Setting goals is nothing new for many grown-ups—looking at you, New Year’s Resolutions—but goals are not just for the new year, and they’re not just for adults. Kids benefit from working toward something they want to achieve. Whether it’s a cleaner room or less screen time, kids will benefit from setting age-appropriate goals.
The secret is setting them up for success. Here are 6 ways to help your kids set and achieve goals.
Talk About These Details Right Away
Set a start date and an end date. Kids often need quick wins, so shorter time frames are great. Have young kids go for a few days and build up to a week. Older kids and tweens can go longer stretches, but usually no more than a month. Offering quick wins gives them confidence and momentum to stick with it.

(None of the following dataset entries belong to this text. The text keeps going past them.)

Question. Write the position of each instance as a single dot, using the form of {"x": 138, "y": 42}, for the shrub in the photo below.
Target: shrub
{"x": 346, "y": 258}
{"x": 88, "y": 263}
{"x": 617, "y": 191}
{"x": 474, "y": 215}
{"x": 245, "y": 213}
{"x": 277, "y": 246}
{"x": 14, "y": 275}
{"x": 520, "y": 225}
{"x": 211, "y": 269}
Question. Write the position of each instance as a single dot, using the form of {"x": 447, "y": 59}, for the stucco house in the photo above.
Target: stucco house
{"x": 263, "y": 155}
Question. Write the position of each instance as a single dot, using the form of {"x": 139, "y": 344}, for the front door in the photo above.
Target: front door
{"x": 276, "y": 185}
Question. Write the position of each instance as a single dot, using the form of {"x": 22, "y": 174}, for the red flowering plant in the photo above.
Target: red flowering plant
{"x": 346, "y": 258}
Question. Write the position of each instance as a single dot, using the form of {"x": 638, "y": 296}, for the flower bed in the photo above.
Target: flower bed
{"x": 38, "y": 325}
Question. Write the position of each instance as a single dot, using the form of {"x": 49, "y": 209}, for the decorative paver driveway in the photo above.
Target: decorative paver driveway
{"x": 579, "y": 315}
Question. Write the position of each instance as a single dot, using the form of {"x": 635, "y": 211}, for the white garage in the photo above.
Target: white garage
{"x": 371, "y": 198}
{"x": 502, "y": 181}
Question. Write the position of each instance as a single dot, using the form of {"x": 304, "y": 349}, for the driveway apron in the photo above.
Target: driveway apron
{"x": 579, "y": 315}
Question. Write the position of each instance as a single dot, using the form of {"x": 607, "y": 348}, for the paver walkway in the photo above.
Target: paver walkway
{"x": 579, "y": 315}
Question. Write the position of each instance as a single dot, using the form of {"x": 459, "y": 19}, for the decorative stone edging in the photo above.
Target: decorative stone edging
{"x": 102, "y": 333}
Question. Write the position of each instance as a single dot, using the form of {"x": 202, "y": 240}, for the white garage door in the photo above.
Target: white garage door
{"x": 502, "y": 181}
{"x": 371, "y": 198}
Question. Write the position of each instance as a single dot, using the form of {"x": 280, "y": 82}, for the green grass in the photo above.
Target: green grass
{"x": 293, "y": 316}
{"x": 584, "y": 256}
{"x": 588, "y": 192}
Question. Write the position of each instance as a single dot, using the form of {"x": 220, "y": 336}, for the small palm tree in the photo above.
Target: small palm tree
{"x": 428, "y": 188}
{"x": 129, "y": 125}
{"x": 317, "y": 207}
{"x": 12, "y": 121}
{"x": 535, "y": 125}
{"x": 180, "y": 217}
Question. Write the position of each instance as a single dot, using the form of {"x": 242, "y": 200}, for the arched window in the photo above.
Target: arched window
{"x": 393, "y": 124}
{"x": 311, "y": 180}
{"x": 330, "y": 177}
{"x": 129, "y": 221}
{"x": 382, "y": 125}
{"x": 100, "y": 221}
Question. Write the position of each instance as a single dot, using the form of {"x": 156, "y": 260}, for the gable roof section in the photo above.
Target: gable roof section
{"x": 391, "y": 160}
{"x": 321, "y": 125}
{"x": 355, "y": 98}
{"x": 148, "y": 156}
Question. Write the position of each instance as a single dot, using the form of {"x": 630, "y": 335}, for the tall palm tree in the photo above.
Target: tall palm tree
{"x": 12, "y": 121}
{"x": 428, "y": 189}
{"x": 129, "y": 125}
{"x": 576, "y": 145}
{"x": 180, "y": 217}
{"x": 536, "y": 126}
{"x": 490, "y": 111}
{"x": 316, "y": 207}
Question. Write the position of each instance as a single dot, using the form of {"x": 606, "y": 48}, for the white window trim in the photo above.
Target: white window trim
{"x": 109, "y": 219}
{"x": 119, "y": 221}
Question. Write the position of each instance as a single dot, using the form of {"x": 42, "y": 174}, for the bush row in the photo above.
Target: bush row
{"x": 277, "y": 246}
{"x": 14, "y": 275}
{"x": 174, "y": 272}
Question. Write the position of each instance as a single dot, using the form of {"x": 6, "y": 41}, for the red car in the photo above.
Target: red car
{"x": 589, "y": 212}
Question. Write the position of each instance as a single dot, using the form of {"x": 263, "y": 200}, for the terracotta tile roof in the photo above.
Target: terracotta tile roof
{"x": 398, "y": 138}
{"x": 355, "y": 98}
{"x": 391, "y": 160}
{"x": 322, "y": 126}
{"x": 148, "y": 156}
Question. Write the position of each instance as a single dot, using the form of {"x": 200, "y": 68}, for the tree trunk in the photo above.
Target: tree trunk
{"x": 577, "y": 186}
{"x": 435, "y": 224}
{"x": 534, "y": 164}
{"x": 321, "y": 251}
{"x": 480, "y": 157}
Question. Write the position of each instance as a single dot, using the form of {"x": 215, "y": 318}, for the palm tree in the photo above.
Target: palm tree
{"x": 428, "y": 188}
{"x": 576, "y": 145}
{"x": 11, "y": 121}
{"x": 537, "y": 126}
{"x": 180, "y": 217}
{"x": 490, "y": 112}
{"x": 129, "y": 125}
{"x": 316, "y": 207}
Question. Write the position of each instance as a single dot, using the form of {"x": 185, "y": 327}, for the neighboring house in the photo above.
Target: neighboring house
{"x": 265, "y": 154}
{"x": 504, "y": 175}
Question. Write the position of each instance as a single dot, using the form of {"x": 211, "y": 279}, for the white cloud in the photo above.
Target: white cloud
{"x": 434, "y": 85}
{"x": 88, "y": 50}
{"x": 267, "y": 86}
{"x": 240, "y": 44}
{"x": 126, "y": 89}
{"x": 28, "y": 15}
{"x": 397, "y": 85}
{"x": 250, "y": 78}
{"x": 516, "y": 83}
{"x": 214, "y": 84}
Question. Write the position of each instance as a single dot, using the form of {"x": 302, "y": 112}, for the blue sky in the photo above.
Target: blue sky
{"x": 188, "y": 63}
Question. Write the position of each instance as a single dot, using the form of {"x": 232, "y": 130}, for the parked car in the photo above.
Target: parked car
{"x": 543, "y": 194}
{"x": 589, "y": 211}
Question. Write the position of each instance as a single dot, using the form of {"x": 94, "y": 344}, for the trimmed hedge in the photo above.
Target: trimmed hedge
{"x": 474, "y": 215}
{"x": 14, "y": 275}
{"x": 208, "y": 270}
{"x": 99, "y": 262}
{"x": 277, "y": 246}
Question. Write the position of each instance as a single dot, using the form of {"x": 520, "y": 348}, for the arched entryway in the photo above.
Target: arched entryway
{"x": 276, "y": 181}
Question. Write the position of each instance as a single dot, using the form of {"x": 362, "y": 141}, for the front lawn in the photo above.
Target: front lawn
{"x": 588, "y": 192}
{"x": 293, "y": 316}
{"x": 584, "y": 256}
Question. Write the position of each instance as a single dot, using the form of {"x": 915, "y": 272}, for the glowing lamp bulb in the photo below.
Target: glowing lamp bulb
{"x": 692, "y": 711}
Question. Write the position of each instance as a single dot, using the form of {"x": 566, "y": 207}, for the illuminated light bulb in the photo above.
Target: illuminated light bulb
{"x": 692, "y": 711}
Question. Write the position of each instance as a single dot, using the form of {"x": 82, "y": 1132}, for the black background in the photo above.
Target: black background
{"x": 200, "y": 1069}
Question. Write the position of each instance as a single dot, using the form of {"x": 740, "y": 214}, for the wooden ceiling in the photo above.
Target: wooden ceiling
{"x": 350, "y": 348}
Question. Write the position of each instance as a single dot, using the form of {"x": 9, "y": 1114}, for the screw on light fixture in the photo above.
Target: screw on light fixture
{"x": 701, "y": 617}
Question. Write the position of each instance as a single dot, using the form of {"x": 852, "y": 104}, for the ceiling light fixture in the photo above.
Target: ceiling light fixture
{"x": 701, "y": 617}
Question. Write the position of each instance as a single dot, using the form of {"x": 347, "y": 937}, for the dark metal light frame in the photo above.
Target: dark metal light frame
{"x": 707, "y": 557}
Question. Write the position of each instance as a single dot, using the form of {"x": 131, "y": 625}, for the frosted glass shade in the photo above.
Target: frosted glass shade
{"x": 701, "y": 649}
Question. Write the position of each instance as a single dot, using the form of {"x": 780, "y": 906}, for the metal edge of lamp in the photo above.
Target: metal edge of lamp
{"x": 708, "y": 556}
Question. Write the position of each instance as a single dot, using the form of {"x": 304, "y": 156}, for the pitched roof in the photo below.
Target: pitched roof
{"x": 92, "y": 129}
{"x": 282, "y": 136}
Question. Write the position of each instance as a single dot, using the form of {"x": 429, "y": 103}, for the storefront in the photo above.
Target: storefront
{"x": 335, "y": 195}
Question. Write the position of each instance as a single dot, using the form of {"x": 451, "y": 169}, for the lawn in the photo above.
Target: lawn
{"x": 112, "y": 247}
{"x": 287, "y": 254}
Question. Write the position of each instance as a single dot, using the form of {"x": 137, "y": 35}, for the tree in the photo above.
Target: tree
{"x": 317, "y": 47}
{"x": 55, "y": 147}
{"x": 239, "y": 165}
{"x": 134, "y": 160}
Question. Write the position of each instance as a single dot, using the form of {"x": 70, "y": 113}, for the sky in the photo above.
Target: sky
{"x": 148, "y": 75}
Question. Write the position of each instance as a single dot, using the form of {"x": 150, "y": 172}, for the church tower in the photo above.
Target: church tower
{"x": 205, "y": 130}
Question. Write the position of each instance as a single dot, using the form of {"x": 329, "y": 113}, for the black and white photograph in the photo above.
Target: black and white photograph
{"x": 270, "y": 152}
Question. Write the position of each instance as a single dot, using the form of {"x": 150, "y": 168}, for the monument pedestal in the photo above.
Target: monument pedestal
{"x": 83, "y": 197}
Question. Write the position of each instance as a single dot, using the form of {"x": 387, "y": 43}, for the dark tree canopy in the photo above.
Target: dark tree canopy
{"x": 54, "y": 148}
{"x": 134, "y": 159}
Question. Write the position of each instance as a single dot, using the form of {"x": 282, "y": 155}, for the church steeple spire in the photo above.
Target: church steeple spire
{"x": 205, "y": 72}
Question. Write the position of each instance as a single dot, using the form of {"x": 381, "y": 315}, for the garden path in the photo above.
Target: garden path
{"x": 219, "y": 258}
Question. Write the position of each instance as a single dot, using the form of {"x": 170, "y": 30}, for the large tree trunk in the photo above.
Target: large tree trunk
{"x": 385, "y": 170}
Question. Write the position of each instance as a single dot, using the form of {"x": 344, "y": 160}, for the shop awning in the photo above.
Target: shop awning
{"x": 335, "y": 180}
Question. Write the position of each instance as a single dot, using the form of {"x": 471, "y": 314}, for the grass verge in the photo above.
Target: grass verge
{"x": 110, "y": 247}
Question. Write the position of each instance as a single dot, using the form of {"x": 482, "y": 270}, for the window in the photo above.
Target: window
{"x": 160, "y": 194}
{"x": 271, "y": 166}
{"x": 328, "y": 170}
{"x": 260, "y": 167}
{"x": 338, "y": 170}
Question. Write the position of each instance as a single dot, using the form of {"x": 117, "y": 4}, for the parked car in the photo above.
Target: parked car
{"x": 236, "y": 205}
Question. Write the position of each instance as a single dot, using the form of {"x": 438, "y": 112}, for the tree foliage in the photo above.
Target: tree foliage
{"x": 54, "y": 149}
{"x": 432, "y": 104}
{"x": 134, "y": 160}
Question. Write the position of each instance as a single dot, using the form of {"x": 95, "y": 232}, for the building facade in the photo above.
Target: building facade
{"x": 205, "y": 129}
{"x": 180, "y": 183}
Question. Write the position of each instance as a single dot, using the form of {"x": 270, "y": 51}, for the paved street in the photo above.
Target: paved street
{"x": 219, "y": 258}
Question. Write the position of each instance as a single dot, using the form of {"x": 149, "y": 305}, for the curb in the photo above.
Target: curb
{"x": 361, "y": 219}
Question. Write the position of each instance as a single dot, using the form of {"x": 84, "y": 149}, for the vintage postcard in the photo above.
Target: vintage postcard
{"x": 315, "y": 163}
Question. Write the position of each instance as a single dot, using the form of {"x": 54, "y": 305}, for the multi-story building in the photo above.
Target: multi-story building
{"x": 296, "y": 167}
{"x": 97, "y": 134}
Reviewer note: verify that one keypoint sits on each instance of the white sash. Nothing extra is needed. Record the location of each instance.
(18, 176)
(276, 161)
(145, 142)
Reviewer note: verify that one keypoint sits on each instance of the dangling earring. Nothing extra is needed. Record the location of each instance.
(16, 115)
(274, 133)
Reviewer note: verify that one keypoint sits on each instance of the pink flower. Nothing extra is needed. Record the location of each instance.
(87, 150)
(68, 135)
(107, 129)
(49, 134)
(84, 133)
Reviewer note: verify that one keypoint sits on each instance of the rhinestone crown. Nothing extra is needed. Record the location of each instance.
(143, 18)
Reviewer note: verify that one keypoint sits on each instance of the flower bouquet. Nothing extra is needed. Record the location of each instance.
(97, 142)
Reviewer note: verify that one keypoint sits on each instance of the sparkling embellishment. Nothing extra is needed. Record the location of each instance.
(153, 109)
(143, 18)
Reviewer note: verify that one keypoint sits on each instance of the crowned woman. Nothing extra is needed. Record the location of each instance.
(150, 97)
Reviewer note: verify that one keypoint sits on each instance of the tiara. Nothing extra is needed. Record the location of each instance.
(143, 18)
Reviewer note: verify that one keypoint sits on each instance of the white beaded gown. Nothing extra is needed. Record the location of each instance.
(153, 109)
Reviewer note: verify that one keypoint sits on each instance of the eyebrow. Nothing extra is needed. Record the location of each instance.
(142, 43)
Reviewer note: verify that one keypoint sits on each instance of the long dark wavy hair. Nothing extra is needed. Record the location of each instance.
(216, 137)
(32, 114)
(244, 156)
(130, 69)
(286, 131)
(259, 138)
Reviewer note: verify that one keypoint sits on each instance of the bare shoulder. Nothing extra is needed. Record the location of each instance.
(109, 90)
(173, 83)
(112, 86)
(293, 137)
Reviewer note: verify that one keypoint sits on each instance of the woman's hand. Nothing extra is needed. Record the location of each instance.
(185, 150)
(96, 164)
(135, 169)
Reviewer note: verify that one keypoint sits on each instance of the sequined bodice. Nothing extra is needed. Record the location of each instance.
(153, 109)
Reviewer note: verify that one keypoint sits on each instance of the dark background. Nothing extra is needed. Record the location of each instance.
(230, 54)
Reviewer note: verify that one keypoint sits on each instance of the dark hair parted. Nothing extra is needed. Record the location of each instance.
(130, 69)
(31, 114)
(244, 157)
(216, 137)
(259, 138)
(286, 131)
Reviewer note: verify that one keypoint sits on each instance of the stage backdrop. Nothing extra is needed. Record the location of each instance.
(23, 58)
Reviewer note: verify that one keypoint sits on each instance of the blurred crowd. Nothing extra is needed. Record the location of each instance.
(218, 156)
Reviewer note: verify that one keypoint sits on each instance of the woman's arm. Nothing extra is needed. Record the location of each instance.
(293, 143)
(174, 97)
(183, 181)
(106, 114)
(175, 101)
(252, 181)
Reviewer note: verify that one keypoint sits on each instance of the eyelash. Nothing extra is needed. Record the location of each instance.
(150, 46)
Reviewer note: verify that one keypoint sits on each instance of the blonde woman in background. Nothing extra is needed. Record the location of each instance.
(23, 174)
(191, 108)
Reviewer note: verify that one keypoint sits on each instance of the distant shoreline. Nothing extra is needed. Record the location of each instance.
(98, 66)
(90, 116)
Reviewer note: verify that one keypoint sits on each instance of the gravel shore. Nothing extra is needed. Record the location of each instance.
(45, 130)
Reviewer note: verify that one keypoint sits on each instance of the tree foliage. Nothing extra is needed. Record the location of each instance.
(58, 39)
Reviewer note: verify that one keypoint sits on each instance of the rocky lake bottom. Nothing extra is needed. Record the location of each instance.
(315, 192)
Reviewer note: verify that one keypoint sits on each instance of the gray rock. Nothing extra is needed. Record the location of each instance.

Another important detail is how your child will keep track of their progress. You can try an app or the classic sticker chart. Even a simple star on the family calendar works.
Decide What to Do
As parents, we can think of a few things our kids could work on! But what will improve their daily life and offer them a chance for success?
If they’re working on being more active, don’t start with walking a mile a day. Start with something fun like taking the dog for a family walk after school. If a clean room is the goal, try making the bed daily. Once they have succeeded in that area, they can build on it.
Walking the dog twice a week could become four times a week. Making the bed grows to putting dirty clothes in the hamper. Allow each goal to grow over time.
What You Focus on Matters
A negative approach won’t get you far. It’s true for us and for kids. While we may want them to stop eating junk food or to spend less time on screens, focusing on the positive yields better results.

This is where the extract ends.